Benchmarks were run on a i7-10710U CPU running @1.10GHz with 6 physical / 12 logical cores, using a FASTA file containing 2,100 protein sequences extracted from the genome of Anaerococcus provencensis and the version 33.1 of the Pfam HMM library containing 18,259 domains. Commands were run 4 times on a warm SSD. Plain lines show the times for pressed HMMs, and dashed-lines the times for HMMs in text format.

v0.7.0 - 2022-12-04

_images/bench-v0.7.0.svg

Collections for storing HMMs and Sequences were updated to allow iterating without the GIL. For hmmscan, the OptimizedProfileBlock store an array of semaphores to avoid concurrent reconfiguration by multiple pipeline across different threads.

v0.5.0 - 2022-03-14

_images/bench-v0.5.0.svg

A new dedicated collection has been added to store the target sequences of a Pipeline, saving some overhead if the same target sequences are reused with multiple queries.

v0.4.5 - 2021-07-19

_images/bench-v0.4.5.svg

By adding an extra requirement on the reference sequences passed to a Pipeline, the Cython code can now evaluate a single HMM against the entirety of the reference sequences without having to reacquire the GIL between each reference sequence. This now means all the sequences must be stored in memory and cannot be obtained from an iterator anymore. However, since this was already required by pyhmmer.hmmer.hmmsearch, the changes in the downstream code should be minimal.

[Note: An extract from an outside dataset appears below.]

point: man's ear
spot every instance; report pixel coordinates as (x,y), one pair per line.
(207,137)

Another consequence of this change is that threads can operate independently for much longer periods of time. This will greatly improve multi-threaded performance on workstations with many CPUs. However, the speedup becomes negligible once the number of threads grows above the number of physical cores because of the SIMD code making heavy use of CPU registers.

The fastest run with 11+1 threads (40.2s) is barely faster than the run using an optimal number of 5+1 threads (42.2s).

v0.4.0 - 2021-06-05

_images/bench-v0.4.0.svg

The overhead of PyHMMER has been reduced, and has a much smaller effect when using a high number of threads.

The main thread has been updated so that it only loads the next pyhmmer.plan7.HMM from the queries when a worker needs a new one, instead of saturating the input queue with all queries like previously. This should avoid running the main thread and all worker threads at the same time, and help the CPU to run the SIMD code. The fastest run is now with 4+1 threads (45.8s), which is still smaller than the total number of physical CPUs (6 cores) for some reason.

The main thread also now yields result instead of waiting for all HMMs to be done, thus potentially reducing the size of the result queue, which may in turn speed up insertions by worker threads.

v0.3.0 - 2021-03-11

_images/bench-v0.3.0.svg

The small number of proteins renders the HMMER parallelisation useless for any number of worker threads higher than 2 (because of the block size being set to 1,000 sequences).

The fastest run is obtained with 3+1 threads (53.8s), which is lower than the total number of physical CPUs (6 cores). This could be a hint of hindrance between the different threads.

Loading from a pressed HMM saves a constant time, independently of the number of threads. PyHMMER also has a constant overhead compared to HMMER for a higher number of threads.